James Casebere is one of a number of artists who, beginning in the '70s, took up the Surrealists' challenge and, by using a medium that ostensibly documents reality to record images of fantasy, explore photography's ironic possibilities. But while most of his like-minded colleagues—Duane Michals, Cindy Sherman and Laurie Simmons, to name a few—engage in staged photography to suggest a narrative, presenting encapsulated moments that imply an ongoing drama, Casebere's unpeopled architectural scenes may have more in common with the installations of someone like Robert Irwin, where the visitor's engagement and imagination are an essential component. Like Irwin, Casebere is only setting the stage.

That these are photographs not of real places but of tabletop models enlarged to monumental proportions (6-by-8 foot digital prints mounted on Plexiglas) is not initially evident, adding a further element of unreality that sparks a feeling or causes viewers to question the space and fill it with answers of their own. Casebere sets the tone, but because the place is not actual, the story of what happened there, or is about to happen, is infinitely variable.

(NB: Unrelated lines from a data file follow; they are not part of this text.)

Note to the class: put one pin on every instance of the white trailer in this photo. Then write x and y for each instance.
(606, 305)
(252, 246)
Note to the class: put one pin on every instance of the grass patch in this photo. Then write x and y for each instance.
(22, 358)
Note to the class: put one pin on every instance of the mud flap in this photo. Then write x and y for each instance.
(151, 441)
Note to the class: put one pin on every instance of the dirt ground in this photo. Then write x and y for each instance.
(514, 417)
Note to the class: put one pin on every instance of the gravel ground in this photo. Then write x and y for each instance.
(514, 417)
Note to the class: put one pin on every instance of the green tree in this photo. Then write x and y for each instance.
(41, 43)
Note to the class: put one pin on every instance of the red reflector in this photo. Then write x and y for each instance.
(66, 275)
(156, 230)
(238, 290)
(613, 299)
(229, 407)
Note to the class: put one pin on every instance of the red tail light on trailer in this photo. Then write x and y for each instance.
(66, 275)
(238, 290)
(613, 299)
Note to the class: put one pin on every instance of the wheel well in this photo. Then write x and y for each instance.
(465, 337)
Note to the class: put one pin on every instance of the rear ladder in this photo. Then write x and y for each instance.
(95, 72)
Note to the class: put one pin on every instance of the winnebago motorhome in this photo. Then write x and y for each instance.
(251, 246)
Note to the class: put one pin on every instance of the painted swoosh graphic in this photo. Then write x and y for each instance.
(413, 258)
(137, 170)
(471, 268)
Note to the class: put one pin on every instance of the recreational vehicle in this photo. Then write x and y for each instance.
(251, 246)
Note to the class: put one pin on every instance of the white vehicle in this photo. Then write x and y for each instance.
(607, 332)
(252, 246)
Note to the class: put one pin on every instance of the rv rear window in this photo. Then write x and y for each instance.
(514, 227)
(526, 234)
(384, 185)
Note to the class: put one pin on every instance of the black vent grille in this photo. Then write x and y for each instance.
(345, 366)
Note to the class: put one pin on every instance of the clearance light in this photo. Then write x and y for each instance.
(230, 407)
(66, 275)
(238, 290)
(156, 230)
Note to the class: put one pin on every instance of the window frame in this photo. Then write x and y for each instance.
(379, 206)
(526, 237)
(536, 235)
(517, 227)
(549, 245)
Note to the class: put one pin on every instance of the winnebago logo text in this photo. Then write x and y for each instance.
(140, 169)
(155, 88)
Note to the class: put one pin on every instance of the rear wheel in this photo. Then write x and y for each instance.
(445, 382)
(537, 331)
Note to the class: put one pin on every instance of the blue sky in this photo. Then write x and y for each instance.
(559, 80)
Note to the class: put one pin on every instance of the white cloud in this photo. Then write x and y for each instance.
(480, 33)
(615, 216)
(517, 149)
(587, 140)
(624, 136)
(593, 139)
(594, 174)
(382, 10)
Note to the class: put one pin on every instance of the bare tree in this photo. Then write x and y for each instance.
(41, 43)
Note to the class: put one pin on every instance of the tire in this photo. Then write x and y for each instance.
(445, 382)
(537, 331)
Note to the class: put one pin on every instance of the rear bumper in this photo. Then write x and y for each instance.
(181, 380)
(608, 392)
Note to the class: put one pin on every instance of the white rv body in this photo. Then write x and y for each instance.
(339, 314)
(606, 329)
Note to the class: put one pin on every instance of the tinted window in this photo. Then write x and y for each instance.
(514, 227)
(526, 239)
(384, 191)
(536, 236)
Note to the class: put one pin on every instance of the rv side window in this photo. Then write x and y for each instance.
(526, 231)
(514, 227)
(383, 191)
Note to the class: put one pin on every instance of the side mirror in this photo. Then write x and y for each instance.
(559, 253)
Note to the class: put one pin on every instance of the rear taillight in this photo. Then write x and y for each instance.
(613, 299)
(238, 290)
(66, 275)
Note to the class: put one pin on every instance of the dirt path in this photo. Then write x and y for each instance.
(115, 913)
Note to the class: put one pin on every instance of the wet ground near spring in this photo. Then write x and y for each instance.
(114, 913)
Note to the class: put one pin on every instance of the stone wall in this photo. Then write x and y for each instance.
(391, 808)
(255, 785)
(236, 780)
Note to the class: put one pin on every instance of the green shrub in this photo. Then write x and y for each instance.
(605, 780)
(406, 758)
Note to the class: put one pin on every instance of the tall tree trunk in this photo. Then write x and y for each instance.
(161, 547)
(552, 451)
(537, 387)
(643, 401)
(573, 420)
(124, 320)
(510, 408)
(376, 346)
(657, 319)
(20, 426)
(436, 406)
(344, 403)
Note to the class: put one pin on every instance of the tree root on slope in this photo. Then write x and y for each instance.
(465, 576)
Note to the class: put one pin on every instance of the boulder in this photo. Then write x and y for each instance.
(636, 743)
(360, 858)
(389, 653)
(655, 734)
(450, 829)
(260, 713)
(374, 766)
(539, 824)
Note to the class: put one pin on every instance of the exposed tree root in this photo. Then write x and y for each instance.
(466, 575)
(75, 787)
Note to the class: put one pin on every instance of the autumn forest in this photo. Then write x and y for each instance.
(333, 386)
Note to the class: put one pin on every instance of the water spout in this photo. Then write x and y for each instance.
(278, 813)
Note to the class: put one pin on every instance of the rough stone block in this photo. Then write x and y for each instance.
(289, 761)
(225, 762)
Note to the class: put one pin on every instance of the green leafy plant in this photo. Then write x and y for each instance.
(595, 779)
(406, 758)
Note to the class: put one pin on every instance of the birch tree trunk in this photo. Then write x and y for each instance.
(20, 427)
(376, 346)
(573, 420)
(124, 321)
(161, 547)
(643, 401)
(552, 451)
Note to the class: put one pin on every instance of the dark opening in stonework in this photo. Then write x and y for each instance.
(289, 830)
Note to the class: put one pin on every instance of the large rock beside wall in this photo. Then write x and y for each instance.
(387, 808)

Since it seems to take no special eye or sensibility to shoot a cardboard model on a table-any good technician could do it-the personality of the photographer recedes as part of the viewer's experience. When I'm looking at, say, one of Lynn Davis's stunning photographs of icebergs, I'm subliminally aware of her presence behind the camera, choosing this light or that angle, being intrepid and most likely feeling the cold. It's clear that she's there in this intimidating, far-flung place, and I'm not. This surrogacy is an aspect of photography I never recognized or thought about until its utter absence in Casebere's work made me feel that I, the viewer, had in a sense taken the place of the photographer.

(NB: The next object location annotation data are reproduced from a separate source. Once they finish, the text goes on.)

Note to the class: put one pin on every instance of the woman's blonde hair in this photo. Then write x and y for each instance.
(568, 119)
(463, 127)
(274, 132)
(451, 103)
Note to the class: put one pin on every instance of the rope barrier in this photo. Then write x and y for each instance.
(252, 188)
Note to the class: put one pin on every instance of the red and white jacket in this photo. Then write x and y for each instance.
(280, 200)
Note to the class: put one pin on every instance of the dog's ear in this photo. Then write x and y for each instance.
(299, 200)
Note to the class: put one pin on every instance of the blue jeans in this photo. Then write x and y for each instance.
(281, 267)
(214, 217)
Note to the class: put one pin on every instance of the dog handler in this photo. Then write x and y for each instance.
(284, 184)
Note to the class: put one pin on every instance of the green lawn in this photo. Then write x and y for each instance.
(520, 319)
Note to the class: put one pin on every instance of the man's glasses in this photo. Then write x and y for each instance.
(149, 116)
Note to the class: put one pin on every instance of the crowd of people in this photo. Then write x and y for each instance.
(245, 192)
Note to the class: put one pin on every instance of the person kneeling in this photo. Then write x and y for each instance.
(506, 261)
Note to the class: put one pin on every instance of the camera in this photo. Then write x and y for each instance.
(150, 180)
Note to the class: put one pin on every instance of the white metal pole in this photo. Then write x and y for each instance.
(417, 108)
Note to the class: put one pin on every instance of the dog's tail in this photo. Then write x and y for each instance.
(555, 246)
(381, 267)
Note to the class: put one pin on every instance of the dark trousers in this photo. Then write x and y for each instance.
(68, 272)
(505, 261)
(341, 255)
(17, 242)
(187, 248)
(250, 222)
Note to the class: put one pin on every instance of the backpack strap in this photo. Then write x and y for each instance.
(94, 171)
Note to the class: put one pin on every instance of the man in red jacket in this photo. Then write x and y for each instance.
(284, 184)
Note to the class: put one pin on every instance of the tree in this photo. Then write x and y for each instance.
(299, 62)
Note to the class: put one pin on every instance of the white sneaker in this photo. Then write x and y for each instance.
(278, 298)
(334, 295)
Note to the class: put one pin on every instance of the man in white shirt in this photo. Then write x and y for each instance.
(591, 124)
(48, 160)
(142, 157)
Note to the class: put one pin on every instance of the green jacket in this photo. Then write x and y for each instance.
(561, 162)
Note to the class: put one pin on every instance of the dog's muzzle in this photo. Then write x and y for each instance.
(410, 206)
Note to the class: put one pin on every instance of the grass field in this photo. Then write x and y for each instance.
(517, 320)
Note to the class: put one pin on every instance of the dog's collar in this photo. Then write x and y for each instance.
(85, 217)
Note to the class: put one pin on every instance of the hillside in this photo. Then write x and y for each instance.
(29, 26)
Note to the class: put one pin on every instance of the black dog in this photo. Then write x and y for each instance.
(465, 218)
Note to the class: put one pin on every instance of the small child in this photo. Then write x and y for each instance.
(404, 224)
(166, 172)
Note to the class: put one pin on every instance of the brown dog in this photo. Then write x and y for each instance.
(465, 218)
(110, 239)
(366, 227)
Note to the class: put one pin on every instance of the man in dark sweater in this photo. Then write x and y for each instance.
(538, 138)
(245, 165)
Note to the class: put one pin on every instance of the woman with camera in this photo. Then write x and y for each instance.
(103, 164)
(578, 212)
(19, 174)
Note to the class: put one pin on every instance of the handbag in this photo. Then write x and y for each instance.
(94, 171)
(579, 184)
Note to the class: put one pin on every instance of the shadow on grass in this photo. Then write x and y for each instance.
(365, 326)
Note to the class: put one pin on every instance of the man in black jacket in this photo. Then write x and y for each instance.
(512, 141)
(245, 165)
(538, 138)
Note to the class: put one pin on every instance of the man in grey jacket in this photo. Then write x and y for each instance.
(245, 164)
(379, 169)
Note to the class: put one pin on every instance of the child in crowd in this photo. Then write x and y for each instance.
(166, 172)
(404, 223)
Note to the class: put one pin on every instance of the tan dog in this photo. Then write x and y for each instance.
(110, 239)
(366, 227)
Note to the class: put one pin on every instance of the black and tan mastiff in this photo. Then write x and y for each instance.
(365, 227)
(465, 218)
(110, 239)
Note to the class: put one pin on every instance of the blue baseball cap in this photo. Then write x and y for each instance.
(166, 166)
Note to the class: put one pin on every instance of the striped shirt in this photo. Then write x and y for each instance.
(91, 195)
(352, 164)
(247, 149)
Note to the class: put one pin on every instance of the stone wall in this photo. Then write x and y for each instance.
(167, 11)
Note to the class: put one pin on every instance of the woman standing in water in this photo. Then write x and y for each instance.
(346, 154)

Much of the architecture Casebere depicts in this exhibition is exotic and iconic, inspired by religious and secular Moorish public buildings of the Levant, a Middle Eastern area that includes parts of Lebanon, Syria, Greece, Turkey and Egypt. While there are no flooded floors, a trope Casebere has used effectively in the past, water appears in the murky bath of La Alberca, 2005, the most evocative image of the group. Certainly it's the most ambiguous, inhabiting the gap between abstraction and image, as well as that between photography and painting. Often Casebere's settings include beckoning hallways, windows and doors that hint at the possibility of further reaches, and from which light, mimicking natural light, radiates. The illumination in La Alberca, however, is dim and its source not visible-nor is the way out. We are contained, incarcerated, and the dark, slightly menacing water awaits. The effect is Rothko-esque, with the allusion to painting amplified by gestural strokes on the wall that suggest crumbling plaster, while a broken black-and-white grid of eroding tiles forms a pattern beneath. The strokes, however, are too broad and sweeping to make the illusion convincing, and the ripples in the pool, which are meant to indicate some disturbance of the surface, are not to scale but oversize. In general, Casebere employs a limited palette, but even more so in this instance, and his grayed sepia hues enhance the haunted atmosphere steeped in humidity and must. Some of Casebere's other pieces, those that employ more fine detail or where the source of the image as a model is more obvious, teeter on the brink of novelty, but they are offset by those where he has found the perfect balance to create that magical suspension of disbelief, of which he is a master.